Given President Bush’s refusal so far to lift his illegal tariffs on steel imports, European retaliation is almost inevitable. But a potentially even graver battle is brewing between the US and its fourth largest trading partner, China. Last year America ran a $103 billion-dollar deficit with China, something US unions blame on ‘unfair’ trade practices. Last month US commerce secretary Don Evans warned the Chinese that they faced retaliation, saying, ‘China’s current trade practices are exploiting our open markets and are creating an unfair advantage that is undercutting American workers.’

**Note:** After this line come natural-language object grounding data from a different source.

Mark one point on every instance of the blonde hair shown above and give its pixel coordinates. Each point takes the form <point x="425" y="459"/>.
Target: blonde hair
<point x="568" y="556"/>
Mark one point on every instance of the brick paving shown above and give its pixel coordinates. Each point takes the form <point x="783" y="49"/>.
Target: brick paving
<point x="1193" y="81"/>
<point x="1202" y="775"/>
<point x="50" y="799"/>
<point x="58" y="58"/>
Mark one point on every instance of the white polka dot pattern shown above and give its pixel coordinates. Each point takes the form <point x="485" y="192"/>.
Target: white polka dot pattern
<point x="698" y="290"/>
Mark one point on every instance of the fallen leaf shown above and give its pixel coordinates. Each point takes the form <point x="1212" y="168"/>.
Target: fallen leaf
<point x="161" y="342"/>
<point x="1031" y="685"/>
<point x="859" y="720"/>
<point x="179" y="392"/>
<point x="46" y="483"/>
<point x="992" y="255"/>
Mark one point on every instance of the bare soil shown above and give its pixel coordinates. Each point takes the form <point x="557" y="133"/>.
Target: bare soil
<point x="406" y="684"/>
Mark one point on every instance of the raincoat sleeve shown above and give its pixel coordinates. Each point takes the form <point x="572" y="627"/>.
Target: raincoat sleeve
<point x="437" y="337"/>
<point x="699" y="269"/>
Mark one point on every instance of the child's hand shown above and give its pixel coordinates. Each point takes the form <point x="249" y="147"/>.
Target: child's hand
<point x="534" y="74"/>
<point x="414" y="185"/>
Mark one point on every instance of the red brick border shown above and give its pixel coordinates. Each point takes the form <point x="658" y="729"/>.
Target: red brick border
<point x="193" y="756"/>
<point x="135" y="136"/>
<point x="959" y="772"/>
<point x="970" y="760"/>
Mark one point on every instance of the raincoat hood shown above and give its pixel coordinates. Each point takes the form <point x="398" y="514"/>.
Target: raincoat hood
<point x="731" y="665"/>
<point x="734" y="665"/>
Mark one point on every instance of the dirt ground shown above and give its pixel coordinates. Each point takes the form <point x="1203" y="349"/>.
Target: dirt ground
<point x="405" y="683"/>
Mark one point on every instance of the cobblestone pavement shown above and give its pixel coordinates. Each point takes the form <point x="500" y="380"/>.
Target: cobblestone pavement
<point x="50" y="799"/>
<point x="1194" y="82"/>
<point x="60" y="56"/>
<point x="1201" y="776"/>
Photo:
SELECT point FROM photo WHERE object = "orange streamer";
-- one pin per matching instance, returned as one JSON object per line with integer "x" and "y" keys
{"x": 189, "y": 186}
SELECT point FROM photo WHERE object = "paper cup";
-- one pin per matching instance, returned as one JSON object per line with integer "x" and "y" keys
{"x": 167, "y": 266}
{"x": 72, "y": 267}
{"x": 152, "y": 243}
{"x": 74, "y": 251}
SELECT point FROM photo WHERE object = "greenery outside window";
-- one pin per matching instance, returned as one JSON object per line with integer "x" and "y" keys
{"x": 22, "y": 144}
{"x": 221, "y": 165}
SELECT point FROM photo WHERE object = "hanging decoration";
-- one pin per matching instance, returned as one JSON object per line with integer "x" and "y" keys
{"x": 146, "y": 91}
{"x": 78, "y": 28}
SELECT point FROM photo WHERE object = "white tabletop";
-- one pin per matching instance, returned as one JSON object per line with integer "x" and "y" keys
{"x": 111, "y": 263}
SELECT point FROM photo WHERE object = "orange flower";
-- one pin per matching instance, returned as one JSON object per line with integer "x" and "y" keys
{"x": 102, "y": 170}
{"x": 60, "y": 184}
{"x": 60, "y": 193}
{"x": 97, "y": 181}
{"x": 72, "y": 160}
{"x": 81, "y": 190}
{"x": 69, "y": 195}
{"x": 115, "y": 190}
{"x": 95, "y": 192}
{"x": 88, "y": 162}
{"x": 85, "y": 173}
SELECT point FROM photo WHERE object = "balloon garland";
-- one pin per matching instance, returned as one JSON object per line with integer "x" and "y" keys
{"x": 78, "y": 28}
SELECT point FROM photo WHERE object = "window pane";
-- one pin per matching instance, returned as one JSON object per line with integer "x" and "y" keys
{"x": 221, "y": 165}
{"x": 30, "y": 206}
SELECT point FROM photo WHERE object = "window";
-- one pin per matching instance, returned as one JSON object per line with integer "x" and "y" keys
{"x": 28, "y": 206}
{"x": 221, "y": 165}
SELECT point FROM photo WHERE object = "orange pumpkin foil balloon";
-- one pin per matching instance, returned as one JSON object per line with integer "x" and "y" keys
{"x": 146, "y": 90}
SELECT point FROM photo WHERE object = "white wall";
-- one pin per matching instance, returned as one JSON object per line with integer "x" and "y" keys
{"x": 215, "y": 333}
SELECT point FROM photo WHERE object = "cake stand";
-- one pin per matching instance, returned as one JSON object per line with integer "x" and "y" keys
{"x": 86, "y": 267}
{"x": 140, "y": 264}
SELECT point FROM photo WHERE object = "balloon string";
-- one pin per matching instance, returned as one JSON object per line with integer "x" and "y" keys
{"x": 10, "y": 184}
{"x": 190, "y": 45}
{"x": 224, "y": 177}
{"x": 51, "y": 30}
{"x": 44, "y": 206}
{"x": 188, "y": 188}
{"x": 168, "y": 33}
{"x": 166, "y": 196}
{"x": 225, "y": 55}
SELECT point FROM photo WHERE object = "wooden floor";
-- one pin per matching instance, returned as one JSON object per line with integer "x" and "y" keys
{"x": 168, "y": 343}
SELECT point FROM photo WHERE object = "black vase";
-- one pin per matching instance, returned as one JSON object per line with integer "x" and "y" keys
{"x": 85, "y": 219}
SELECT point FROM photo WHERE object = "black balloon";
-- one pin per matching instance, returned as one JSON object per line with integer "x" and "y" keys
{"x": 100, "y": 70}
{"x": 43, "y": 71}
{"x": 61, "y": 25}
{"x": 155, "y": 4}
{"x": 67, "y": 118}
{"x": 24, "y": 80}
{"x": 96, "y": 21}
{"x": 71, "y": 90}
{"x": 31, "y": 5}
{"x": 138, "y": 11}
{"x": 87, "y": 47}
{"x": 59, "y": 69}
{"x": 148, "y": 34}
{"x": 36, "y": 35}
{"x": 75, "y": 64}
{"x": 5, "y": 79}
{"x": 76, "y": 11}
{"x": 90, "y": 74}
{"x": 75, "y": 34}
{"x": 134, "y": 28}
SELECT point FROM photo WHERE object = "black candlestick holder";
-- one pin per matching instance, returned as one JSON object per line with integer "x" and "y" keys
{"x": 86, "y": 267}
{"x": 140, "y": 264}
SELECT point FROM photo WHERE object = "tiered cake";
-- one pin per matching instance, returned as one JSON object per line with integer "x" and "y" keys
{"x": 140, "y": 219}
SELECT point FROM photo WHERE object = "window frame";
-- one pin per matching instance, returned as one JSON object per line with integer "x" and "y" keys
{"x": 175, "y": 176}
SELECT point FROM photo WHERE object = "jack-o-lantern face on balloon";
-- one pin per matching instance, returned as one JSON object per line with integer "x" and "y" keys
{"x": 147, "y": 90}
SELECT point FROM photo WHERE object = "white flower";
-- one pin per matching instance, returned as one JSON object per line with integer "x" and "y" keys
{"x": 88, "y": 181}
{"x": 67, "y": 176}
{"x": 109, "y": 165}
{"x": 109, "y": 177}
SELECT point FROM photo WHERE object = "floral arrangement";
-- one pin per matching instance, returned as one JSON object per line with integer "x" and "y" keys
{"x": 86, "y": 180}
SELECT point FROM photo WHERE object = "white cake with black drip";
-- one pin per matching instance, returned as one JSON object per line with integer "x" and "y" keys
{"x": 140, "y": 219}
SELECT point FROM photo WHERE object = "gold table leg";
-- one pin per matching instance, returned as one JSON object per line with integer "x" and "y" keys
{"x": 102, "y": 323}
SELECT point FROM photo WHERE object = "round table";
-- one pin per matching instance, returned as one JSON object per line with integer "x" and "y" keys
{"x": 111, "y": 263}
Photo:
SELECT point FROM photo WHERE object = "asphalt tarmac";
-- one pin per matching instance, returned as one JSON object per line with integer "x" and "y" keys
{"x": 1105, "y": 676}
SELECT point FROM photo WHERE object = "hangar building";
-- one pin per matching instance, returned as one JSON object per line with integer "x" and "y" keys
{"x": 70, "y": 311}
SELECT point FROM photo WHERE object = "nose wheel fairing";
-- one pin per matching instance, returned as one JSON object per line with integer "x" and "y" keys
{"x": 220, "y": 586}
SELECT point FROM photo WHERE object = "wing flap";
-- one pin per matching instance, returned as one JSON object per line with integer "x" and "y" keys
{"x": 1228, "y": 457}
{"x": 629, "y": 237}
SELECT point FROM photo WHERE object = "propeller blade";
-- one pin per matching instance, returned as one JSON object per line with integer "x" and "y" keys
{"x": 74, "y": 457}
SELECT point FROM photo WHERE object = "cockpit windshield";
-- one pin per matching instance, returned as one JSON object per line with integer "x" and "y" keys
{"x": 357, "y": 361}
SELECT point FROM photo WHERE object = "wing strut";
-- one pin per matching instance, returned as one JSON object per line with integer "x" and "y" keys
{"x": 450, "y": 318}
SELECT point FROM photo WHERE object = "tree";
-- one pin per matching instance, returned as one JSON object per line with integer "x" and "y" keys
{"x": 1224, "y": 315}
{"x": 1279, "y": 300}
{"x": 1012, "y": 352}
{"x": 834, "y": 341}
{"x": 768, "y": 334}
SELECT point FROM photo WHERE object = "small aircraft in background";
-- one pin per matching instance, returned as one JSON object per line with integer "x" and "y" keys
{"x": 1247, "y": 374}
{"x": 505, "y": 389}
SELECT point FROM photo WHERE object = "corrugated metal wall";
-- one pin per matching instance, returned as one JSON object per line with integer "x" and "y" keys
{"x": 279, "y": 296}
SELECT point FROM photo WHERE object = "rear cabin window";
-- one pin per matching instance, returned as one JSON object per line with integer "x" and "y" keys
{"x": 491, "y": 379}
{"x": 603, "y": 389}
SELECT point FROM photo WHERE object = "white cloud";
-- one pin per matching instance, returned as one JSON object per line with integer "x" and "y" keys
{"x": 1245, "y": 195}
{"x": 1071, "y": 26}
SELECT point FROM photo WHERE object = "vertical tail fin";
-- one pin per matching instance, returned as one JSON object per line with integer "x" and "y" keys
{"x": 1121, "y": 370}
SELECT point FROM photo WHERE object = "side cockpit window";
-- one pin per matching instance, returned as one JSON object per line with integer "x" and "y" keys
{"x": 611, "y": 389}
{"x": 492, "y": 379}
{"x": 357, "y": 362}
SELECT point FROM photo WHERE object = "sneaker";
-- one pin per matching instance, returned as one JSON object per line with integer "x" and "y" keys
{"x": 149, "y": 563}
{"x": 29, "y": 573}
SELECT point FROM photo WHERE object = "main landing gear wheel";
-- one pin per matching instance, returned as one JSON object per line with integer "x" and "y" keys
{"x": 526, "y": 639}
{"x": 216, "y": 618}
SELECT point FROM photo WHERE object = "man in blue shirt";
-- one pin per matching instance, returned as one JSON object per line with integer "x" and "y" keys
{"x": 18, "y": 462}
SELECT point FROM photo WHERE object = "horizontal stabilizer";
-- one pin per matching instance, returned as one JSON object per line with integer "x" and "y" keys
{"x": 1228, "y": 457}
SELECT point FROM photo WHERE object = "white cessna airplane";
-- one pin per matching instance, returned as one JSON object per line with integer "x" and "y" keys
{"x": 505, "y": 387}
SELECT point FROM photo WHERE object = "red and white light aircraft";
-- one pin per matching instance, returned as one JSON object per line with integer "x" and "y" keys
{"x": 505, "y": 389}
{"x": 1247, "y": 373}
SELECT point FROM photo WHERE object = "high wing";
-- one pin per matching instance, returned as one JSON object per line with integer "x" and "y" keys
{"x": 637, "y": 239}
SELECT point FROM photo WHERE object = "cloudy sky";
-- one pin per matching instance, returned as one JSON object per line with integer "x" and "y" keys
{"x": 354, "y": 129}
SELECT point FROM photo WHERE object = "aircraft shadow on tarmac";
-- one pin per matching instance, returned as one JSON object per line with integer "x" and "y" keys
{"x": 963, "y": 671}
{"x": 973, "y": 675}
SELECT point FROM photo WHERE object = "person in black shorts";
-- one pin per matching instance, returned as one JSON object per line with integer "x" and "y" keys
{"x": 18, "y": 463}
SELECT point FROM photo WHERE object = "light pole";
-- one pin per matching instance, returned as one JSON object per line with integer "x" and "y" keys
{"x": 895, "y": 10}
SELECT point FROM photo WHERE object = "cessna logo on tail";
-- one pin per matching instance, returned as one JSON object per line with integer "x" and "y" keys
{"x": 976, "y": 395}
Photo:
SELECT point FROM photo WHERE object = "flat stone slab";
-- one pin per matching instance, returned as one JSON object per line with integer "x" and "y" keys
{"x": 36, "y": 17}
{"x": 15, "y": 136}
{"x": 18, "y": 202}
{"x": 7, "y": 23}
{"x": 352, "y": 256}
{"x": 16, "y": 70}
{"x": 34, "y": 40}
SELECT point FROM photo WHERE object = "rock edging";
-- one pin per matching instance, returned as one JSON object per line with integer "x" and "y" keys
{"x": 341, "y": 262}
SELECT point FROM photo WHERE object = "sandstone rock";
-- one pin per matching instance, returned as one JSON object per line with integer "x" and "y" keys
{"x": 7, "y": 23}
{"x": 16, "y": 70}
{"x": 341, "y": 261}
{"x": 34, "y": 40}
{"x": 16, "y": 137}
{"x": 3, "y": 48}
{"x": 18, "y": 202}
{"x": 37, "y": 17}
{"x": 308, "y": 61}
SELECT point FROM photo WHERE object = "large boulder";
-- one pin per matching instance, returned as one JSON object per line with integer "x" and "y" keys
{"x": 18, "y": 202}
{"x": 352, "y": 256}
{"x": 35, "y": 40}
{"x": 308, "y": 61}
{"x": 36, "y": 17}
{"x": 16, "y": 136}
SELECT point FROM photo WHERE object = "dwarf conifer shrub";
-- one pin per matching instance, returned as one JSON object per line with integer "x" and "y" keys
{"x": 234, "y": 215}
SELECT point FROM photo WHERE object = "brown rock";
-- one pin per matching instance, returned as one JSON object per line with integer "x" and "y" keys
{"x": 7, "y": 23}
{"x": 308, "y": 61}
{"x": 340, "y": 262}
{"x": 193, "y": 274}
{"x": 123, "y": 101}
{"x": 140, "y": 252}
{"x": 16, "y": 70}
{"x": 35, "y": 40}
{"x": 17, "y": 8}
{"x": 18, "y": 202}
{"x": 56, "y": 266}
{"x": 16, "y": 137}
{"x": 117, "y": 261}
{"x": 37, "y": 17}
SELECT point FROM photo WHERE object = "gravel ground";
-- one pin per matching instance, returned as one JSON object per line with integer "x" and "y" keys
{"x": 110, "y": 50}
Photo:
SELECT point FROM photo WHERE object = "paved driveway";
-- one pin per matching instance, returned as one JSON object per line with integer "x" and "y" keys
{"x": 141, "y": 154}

What is jolly unfair, of course, is that China has far lower labour costs than America and so is able to flood the market with cheap goods, much to the appreciation of American consumers. That America should suddenly be enjoying such a rush of cheap goodies from the Far East is largely down to China’s accession to the World Trade Organisation in December 2001. In return for access to America’s markets, China has sharply reduced its tariffs and lifted bans on American food imports. While China still has some way to go on free trade, in particular on the elimination of commercial piracy, the US can hardly complain that its markets are being exploited, when it, too, continues to cling to trade barriers. American farmers are still being richly subsidised and the US has retained the right to apply its heavily biased ‘anti-dumping’ laws for another 15 years.
That the Bush administration should threaten China after just two years of free-ish trade with the country is a disgraceful piece of pandering to industrial workers in swing states. Not only is the US government in danger of cheating its own consumers and investors, the latter of whom are repatriating much of the wealth generated in the current Chinese boom; it is failing to recognise that with the US economy suddenly growing at a rate of 7 per cent per annum, it is only the falling prices of Chinese-made goods which are preventing a return to rampant inflation.